Growing up with 3 brothers made a huge impact on how it shaped my motivations. I looked up to them as I often wondered how I was going to be great at something they weren't. It became my personal quest to find an angle of separation.

When I arrived at the academy I believed I was a good tennis player, my parents saw I was motivated and showed me off to my grandparents at two years of age proposing I could tap the ball back into their hands 50 times in a row. My grandparents responded " she will be great at golf !".

My parents thought my grandparents were crazy as they saw my talent in tennis.

After a few days at the academy I suddenly realised I was maybe not that special. At this point I had won an Australian Nationals, so it just didn't make sense to me. The main reason for this was because all around me were some of the best juniors and professional players in the world and till now I was only taking into account my country but not the world.

After practice one day, feeling exhausted from training in high humidity, for extended lengths of time, pushing new limits I didn't know was possible, I got a wakeup call lightbulb moment . There was a girl Hannah that lived full time at the academy, her father taught the academy school program and she trained alongside me often in my group. One day she said to me "Are you ready for more sets ? ". I responded "what do you mean as we just did 5 hours on court, another hour off court physical training ?" and I secretly didn't know how I could do more. She replied that the one's who want to become tennis players, play sets after training. Initially I felt overwhelmed with exhaustion, couldn't imagine how I was even going to find that energy and somehow I found a voice that said " give me a few days to get on my feet and I'll be there". Even though I pushed my training to another level I realised, right then and there I was not mentally or physically strong enough to believe I could make it as a professional tennis player.

When I returned to Australia I made an agreement with myself and devised a plan. I had decided I was going to challenge myself before going to school each day so each day I would commit to my plan and then follow on to my usual on court training. I added in my morning routine my commitment to becoming a professional tennis player and my plan included myself going to be by building up to 10,000 skips without missing a single one.
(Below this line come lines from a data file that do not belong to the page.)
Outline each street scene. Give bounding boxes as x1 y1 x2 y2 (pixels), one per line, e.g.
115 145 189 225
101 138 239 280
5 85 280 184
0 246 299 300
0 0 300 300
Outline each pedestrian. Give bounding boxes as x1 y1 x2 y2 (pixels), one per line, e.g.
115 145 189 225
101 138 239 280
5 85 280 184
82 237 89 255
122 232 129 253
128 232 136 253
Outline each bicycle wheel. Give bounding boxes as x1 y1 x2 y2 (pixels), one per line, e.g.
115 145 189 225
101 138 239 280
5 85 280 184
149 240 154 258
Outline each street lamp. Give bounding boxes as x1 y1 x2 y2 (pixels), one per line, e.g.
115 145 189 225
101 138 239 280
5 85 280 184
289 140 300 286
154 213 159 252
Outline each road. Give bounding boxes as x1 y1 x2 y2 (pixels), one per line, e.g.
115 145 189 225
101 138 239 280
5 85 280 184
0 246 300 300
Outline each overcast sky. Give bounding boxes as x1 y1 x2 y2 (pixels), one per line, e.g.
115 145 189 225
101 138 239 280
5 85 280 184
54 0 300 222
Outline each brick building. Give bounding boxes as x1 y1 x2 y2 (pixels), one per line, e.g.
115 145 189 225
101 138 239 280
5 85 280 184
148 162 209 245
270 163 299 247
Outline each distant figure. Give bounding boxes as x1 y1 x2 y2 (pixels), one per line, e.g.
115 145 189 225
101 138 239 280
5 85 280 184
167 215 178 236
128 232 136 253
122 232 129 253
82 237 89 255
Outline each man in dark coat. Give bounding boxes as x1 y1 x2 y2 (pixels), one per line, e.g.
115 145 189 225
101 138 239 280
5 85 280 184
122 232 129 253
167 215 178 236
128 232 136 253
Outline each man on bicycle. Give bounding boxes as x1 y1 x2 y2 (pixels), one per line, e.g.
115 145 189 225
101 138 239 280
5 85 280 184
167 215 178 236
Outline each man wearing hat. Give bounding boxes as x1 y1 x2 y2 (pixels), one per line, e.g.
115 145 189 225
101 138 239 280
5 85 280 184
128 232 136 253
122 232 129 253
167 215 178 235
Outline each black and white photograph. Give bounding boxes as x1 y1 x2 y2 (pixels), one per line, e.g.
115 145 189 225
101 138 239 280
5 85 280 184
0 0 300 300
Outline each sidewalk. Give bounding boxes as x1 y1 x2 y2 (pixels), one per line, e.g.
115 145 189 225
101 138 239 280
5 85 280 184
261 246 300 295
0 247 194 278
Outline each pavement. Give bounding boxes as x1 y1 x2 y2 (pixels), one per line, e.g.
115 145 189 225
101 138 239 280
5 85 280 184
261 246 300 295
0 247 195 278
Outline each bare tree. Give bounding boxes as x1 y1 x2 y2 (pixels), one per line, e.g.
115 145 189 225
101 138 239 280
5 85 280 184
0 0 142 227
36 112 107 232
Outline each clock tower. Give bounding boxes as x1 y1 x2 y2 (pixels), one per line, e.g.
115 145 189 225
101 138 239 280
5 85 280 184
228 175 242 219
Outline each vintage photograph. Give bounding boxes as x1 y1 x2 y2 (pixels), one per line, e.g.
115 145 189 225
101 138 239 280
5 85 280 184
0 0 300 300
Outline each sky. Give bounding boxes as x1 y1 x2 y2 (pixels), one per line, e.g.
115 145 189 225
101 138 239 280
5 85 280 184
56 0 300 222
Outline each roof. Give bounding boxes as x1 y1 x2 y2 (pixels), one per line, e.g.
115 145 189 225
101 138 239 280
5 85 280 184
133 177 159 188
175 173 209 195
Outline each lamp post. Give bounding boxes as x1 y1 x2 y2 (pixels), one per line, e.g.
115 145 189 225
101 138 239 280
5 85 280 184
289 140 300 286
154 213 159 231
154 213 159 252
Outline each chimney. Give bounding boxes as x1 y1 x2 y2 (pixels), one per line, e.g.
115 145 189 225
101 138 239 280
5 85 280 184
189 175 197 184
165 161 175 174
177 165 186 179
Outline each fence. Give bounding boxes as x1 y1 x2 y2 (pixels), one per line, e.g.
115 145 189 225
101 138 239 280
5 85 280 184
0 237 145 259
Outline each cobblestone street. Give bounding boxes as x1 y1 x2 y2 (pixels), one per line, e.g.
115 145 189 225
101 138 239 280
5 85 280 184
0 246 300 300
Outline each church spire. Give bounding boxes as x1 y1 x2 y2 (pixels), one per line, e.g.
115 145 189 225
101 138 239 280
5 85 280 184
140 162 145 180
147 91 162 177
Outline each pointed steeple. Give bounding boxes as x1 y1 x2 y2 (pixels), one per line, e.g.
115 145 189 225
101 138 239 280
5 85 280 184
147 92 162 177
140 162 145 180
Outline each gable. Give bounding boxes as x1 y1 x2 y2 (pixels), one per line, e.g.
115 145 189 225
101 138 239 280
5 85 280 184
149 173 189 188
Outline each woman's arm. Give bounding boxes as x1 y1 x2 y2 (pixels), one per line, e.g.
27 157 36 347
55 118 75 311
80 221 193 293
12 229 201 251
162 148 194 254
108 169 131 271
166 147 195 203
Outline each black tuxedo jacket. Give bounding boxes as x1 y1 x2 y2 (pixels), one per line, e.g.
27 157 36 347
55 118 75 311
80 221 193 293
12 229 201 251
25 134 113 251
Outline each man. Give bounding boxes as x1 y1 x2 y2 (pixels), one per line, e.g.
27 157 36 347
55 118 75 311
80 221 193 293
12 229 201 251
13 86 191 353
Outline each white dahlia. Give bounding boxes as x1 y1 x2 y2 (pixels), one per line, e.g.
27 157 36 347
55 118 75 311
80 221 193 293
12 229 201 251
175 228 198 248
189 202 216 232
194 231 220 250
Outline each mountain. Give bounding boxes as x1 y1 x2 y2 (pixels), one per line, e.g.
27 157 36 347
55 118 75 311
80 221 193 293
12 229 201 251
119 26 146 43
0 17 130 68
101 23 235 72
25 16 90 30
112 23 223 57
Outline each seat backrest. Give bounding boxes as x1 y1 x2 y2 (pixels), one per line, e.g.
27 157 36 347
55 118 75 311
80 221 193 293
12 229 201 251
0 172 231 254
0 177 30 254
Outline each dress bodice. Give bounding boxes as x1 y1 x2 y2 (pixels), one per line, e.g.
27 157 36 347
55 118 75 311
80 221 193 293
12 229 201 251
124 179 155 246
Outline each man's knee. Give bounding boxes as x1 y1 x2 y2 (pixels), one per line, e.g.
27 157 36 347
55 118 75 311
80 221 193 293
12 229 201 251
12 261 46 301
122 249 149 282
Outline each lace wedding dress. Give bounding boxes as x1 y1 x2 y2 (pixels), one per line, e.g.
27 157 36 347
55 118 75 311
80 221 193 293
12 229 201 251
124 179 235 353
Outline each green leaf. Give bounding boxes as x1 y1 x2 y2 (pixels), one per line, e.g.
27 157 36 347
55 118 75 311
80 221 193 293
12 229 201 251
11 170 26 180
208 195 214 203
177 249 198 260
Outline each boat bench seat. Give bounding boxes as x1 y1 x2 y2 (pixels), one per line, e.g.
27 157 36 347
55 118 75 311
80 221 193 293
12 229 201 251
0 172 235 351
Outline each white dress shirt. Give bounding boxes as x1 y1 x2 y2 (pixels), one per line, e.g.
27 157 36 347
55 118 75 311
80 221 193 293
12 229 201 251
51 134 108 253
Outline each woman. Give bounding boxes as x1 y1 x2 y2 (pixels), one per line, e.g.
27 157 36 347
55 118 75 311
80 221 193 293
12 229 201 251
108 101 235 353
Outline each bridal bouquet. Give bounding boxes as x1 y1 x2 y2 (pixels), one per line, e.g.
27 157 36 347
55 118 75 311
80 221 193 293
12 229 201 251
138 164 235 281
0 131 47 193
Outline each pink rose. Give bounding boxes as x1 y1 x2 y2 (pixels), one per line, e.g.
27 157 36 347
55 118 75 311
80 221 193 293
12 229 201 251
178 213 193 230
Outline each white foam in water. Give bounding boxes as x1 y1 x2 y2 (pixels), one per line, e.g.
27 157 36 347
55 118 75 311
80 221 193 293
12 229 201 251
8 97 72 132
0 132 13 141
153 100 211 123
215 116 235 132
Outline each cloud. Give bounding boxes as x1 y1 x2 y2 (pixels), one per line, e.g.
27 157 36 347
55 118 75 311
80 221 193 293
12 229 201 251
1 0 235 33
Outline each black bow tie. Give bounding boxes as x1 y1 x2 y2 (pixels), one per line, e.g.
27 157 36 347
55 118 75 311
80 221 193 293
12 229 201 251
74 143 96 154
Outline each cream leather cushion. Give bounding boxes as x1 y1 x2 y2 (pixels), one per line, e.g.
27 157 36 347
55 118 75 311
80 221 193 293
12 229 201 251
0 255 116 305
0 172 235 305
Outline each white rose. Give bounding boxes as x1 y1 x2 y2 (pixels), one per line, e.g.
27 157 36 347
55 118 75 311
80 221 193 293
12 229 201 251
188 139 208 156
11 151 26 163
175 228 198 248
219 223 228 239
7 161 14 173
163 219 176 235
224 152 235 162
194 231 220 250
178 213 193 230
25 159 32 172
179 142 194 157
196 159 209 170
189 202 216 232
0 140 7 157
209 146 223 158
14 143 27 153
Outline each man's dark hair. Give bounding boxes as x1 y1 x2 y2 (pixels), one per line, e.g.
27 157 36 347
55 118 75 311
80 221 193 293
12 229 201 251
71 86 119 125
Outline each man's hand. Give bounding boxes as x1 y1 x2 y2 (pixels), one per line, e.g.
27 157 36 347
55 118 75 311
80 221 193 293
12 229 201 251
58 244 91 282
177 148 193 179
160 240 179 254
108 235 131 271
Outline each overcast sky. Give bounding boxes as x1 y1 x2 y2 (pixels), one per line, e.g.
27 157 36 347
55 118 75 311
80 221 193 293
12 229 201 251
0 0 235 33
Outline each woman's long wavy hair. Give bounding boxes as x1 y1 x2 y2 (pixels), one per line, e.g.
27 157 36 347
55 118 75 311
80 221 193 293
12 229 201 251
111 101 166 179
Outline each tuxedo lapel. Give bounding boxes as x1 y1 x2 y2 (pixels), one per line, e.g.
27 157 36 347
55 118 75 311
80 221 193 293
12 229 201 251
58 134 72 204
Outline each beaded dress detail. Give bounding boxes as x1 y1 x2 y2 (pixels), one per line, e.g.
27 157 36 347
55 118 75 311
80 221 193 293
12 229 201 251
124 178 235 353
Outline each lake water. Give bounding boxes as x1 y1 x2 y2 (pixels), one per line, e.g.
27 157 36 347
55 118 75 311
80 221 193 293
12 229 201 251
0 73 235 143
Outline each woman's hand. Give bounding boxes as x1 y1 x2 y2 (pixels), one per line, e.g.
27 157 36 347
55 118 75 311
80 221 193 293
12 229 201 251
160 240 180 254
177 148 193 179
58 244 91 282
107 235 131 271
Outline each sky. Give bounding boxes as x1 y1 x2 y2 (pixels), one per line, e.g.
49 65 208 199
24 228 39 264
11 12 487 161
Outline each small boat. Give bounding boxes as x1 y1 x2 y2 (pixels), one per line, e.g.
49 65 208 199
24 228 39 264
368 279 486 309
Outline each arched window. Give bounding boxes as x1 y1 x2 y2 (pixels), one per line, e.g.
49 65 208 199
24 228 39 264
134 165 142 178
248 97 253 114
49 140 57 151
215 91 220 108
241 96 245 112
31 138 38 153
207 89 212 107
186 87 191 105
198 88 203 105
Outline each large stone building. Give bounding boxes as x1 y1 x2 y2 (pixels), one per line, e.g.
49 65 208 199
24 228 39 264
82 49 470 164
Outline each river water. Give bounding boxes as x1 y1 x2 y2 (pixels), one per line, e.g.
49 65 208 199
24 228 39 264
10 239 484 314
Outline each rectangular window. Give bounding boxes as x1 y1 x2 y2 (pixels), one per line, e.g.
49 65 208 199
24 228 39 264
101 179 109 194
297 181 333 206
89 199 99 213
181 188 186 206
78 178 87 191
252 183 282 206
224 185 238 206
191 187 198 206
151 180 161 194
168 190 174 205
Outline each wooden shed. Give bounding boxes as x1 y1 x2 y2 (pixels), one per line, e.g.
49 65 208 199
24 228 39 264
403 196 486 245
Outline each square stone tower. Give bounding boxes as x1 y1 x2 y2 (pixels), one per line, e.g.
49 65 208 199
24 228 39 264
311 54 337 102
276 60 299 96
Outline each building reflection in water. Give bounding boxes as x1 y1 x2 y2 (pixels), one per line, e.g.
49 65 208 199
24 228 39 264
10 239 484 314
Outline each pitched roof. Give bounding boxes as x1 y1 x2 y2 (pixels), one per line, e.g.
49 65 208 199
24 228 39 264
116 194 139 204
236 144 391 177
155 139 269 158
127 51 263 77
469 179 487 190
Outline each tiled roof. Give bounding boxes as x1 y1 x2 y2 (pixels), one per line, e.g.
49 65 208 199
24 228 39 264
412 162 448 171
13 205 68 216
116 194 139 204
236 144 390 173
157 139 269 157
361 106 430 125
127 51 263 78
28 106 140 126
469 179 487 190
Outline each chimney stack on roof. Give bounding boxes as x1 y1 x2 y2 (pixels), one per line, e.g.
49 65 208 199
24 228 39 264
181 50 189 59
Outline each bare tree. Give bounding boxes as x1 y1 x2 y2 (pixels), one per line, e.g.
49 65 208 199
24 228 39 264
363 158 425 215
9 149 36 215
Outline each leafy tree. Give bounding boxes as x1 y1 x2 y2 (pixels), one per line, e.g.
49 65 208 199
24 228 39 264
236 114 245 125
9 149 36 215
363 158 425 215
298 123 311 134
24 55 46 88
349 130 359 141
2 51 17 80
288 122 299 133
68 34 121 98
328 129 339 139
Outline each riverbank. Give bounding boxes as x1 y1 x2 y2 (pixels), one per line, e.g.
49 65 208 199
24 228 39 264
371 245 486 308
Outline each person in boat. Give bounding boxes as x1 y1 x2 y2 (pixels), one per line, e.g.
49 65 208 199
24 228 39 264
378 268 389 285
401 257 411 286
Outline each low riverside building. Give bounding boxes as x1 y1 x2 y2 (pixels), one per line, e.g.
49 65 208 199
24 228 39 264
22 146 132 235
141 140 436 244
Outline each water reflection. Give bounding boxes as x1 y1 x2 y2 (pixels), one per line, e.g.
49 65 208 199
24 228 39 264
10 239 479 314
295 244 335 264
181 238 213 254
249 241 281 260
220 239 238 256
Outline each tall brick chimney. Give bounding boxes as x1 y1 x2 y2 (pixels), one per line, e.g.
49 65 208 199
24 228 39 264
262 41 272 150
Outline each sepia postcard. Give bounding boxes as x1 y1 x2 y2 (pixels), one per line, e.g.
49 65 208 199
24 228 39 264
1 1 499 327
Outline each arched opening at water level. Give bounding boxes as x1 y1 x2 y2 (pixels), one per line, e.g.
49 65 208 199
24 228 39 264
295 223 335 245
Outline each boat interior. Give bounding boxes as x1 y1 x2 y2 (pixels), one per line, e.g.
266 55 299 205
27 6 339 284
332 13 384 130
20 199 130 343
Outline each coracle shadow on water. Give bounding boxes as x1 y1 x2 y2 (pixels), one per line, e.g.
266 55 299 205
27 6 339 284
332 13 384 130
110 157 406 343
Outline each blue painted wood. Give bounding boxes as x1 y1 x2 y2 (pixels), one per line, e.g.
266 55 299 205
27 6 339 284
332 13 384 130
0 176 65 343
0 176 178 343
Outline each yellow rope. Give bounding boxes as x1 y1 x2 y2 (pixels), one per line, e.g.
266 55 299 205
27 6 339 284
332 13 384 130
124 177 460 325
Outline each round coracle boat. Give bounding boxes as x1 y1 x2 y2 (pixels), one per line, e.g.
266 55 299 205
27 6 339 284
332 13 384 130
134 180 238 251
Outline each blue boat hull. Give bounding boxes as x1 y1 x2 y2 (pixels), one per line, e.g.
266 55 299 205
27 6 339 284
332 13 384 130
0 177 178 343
I must have been crazy many would say, I shared this agreement to myself with no one at the time and began day 1 by aiming to make 100 skips with no faults. To help me focus I put a statue at eye level on a counter in front of me, then promised to myself my eyes would not deviate or get distracted throughout and this was going to be my tool to make it happen. Over the year I increased my increments from 100's to 1000's and my other training did not decrease either. To allow for this I got up often at 4.30 am to finish off any homework from school incomplete, then started my skipping challenge at 6 am, then had breakfast, played an hour of tennis before school and then arrived usually just in time for school at 9am.Occasionally I got a detention for being late or wearing the wrong gear.

Believe it or not, my plan proved successful as I achieved 10,000 kips without missing and it usually took me under 30mins to complete. My most challenging thing was I found it wasn't the exercise of skipping, but the counting and ability to keep my head still with all too often distracting thoughts so my statue helped me not go off track and in turn allowed me to focus and keeping count of the numbers and get the results I wanted.

I now believed I was one step closer to becoming a professional tennis player and I could make a career from sport. My parents noticed my never give up attitude, understood my motivation to work harder and trusted that enough to open more doors and keep believing in me.

Today I am proud I can truthfully say

" I am able to skip 10,000 skips without missing "

" I am a Grand Slam Junior world champion and made a professional career from sport "

" I have completed difficult challenges and come out better because of it "

" I am determined, have a never give up attitude and dare to dream big "

My tips:

1. Dare to Dream

2. Be brave to challenge your talents

3. Face your fears head on and do the work.